Charges not paid: $186,274,239 (64%)
Charges paid: $105,001,441 (36%)
Total Charges: $291,275,680

But remember that the above "not paid" amount includes charity care and bad debt. If you are shopping for service, you want to exclude those amounts, because you want to know what you could expect to pay if you could get the average discount.

So if we add those two back to the charges paid, we get $134,076,142, which as a percentage of the total is 46%.

Back to our vaginal delivery, if you could get the 46% average private payer discount, you would be out of pocket $4,747. Of course, there is no transparency in this because you do not know what the discount might be unless you negotiate it in advance. And you probably won't get the deep discount that an insurance provider would get, because the hospital has to deal with the risk that you might not pay the bill - and lets face it, you don't have professional negotiators working for you unless you are insured.

So after doing all of this work, simply repeat for each hospital in the area, then know that what you have is basically useless because it's going to vary based on your insurance or lack thereof, your specific medical condition, whatever your doctors decide to charge (and they may only work with you at a certain hospital), and the type of discount you might be able to get by negotiating - if the hospital even does that. And don't forget to do the entire analysis again for the charges for your newborn baby. MCL's average charge for that is $3,752, compared to about $2,500 statewide. Just to be on the safe side, you may want to check the cost of a Cesarean section. ($14,598 average charge without complications)

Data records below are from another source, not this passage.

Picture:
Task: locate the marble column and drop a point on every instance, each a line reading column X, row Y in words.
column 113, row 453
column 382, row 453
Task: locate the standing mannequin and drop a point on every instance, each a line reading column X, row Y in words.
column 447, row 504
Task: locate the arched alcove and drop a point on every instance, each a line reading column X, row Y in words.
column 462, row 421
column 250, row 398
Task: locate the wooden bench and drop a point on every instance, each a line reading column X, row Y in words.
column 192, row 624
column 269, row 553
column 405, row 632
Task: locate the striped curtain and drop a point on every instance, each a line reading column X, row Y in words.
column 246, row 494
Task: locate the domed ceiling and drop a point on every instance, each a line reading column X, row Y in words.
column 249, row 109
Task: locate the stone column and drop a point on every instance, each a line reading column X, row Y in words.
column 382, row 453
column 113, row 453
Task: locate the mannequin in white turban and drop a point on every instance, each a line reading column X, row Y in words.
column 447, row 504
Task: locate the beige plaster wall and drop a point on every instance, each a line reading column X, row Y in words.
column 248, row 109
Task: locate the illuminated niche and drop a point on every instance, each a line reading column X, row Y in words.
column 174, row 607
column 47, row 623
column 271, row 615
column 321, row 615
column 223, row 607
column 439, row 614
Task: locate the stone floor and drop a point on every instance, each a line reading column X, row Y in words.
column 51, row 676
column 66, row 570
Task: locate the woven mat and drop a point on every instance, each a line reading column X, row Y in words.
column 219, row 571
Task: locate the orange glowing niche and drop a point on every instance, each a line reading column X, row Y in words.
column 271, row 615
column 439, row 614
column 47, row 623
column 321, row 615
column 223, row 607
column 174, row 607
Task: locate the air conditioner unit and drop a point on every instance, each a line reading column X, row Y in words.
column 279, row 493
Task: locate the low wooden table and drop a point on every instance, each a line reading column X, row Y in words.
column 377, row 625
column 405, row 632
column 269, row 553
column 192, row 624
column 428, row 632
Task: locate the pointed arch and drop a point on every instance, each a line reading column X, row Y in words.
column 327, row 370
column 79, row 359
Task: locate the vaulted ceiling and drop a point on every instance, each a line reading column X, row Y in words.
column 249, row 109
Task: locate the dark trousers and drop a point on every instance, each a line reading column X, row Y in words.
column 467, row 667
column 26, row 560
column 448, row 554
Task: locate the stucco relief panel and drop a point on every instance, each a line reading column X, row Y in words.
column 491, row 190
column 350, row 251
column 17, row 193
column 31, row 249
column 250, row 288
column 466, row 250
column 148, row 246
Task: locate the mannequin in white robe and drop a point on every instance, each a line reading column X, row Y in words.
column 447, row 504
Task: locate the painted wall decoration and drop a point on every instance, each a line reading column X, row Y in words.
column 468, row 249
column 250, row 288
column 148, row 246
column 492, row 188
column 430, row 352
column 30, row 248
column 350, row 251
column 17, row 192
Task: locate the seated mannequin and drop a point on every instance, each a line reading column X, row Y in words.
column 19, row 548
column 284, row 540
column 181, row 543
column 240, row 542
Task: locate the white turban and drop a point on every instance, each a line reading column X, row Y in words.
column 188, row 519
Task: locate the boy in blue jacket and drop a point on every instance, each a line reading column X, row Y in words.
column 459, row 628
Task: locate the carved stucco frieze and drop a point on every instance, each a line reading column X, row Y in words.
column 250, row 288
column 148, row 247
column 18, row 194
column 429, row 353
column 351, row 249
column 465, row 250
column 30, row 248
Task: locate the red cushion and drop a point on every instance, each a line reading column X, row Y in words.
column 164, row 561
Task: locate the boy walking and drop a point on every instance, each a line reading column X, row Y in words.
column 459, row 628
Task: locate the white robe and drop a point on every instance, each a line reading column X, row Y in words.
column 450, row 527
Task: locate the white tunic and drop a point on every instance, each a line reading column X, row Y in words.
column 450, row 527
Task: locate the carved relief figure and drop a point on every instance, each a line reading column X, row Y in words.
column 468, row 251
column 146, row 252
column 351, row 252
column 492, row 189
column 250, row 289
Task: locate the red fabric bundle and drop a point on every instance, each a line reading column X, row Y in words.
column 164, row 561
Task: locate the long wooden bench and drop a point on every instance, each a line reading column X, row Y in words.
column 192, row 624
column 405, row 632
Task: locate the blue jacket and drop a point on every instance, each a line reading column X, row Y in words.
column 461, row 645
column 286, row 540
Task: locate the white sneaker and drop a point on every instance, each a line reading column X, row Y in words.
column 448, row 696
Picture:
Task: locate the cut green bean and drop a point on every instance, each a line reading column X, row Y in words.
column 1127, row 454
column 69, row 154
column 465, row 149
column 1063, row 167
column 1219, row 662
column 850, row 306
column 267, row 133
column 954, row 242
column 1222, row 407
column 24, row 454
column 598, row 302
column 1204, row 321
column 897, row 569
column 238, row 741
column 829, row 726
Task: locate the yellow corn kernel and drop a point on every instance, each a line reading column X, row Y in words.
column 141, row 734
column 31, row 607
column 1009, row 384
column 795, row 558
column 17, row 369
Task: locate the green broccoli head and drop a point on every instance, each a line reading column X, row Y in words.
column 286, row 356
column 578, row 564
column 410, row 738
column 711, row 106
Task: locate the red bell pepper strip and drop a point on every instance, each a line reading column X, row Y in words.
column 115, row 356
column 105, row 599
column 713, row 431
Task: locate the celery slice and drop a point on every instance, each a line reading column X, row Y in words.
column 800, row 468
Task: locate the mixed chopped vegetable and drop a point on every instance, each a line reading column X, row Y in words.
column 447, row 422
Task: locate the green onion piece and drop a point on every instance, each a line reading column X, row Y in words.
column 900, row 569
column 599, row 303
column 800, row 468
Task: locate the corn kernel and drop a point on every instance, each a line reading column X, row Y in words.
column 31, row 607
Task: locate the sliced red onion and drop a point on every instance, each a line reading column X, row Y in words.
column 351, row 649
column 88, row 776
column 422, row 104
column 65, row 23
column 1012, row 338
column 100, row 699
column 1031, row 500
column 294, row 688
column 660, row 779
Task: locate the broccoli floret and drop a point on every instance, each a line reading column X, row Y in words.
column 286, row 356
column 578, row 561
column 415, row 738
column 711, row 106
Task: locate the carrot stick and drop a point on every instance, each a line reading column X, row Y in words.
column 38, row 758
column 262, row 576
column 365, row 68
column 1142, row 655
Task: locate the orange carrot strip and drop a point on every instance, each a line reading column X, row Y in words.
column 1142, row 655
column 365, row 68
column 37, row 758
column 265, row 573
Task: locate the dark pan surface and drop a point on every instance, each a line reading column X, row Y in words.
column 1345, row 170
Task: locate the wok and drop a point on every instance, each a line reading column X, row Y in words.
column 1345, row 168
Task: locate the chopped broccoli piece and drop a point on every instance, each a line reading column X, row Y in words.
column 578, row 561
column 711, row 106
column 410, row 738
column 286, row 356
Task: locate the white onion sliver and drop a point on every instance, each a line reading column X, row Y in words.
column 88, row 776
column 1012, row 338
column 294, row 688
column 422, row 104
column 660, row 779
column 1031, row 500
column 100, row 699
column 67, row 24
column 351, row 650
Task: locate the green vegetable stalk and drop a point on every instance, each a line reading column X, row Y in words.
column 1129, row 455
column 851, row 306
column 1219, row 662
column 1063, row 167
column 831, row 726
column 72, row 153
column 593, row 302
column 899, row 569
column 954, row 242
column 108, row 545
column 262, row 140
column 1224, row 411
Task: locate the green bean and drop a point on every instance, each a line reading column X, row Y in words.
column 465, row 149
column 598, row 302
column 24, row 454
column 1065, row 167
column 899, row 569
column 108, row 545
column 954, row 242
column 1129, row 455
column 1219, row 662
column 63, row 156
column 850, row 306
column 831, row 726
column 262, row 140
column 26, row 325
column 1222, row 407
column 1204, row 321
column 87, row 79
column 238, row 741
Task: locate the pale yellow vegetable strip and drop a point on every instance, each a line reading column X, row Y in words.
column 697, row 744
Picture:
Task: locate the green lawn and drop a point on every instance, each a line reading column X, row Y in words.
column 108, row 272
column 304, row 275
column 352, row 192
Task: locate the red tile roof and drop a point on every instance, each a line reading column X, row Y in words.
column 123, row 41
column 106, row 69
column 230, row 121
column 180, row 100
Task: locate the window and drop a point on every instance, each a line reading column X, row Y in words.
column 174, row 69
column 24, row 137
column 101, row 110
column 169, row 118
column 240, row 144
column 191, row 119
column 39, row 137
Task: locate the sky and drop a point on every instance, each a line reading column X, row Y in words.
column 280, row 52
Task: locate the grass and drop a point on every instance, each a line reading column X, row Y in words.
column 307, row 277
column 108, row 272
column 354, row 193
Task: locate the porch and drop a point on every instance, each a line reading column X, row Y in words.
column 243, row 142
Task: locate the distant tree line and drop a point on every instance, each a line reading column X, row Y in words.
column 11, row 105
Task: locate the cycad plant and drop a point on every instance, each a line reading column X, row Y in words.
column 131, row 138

Hopefully you are beginning to see two things:
1. Use birth control, so you can avoid this expense until you can afford it, and
2. Wouldn't it be easier if the pricing was more standardized, and more realistic?

At any rate, Burgess' bill is a good one, and it needs to be passed. It won't fix pricing transparency, but it may help. And consumers need all the help they can get when it comes to complicated products like healthcare.